René Guénon, né le 15 novembre 1886 à Blois (Loir-et-Cher) et mort le 7 janvier 1951 au Caire, est un penseur français, auteur d'une trentaine d'ouvrages (pour certains d'entre eux publiés à titre posthume) ayant trait, principalement, à la métaphysique et à l'ésotérisme.
Cette œuvre, qui s'oppose à la modernité au nom de la « Tradition », sagesse immémoriale et transcendante, a modifié en profondeur la réception de l'ésotérisme en Occident dans la seconde moitié du XXe siècle, et a eu une influence marquante sur des auteurs aussi divers que Mircea Eliade, Raymond Queneau ou encore André Breton.
Ne sommes-nous pas arrivés à cette époque redoutable annoncée par les Livres sacrés de l’Inde, « où les castes seront mêlées, où la famille même n’existera plus » ? Il suffit de regarder autour de soi pour se convaincre que cet état est bien réellement celui du monde actuel, et pour constater partout cette déchéance profonde que l’Évangile appelle « l’abomination de la désolation ».
La Crise du monde moderne, René Guénon, éd. Gallimard folio essais, 1994, chap. L’Âge sombre, p. 39
L’homme moderne, au lieu de chercher à s’élever à la vérité, prétend la faire descendre à son niveau.
La Crise du monde moderne, René Guénon, éd. Gallimard folio essais, 1994, chap. L’individualisme, p. 119
Dans un tel monde, il n’y a plus aucune place pour l’intelligence ni pour tout ce qui est purement intérieur, car ce sont là des choses qui ne se voient ni ne se touchent, qui ne se comptent ni ne se pèsent ; il n’y a de place que pour l’action extérieure sous toutes ses formes, y compris les plus dépourvues de toute signification.

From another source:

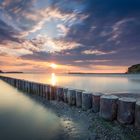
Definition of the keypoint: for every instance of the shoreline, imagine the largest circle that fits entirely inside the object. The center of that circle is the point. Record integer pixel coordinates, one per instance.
(86, 125)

La Crise du monde moderne, René Guénon, éd. Gallimard folio essais, 1994, chap. Une civilisation matérielle, p. 161
La plupart des Européens n’ont pas exactement évalué l’importance de l’apport qu’ils ont reçu de la civilisation islamique, ni compris la nature de leurs emprunts à cette civilisation dans le passé et certains vont jusqu’à totalement méconnaître tout ce qui s’y rapporte. [...] s'il est généralement connu que l'Espagne est restée sous la loi islamique pendant plusieurs siècles, on ne dit jamais qu'il en fut de même d'autres pays, tels que la Sicile et la partie la plus méridionale de la France actuelle. [...] Le plus étrange [...], c'est de voir les Européens se considérer comme les héritiers directs de la civilisation héllénique, alors que la vérité des faits infirme cette prétention. La réalité tirée de l'histoire même établit que la science et la philosophie grecques ont été transmises aux Européens par des intermédiaires musulmans. En d'autre termes, le patrimoine intellectuel des Héllènes n'est parvenu à l'Occident qu'après avoir été sérieusement étudié par le Proche-Orient, et n'étaient les savants de l'Islam et ses philosophes, les Européens seraient restés dans l'ignorance totale de ces connaissances pendant fort longtemps, si tant est qu'ils soient jamais parvenus à les connaitre. Il convient de faire remarquer que nous parlons ici de l'influence de la civilisation islamique et non spécialement arabe comme on le dit quelquefois à tort. Car la plupart de ceux qui ont exercé cette influence en Occident n'étaient pas de race arabe.
Aperçus sur l’ésotérisme islamique et le taoïsme, René Guénon, éd. Gallimard, 1973, Influence de la civilisation islamique en Occident (1950), p. 76-77
On ne peut le définir, ni le « classer ».
Il ne fut pas un orientaliste, bien que — ou peut-être parce que — nul ne connaissait mieux que lui l'Orient; il ne fut pas un historien des religions, bien que nul ne sût mieux que lui mettre en évidence leur fond commun comme les différences de leurs perspectives; il ne fut pas un sociologue, bien que nul n'ait analysé plus profondément les causes des maux dont souffre la société moderne [...]; il ne fut pas un poète [...] il ne fut pas un occultiste bien qu'il abordât des sujets qu'on englobait avant lui, sous la dénomination d'occultisme; il n'était surtout pas un philosophe, bien qu'il eût enseigné la philosophie et qu'il sût démontrer l'inanité de tel de ses systèmes lorsqu'il le rencontrait sur sa route.
[…] Il a d'ailleurs écrit lui-même qu'aucune étiquette ayant cours dans le monde occidental ne saurait lui convenir.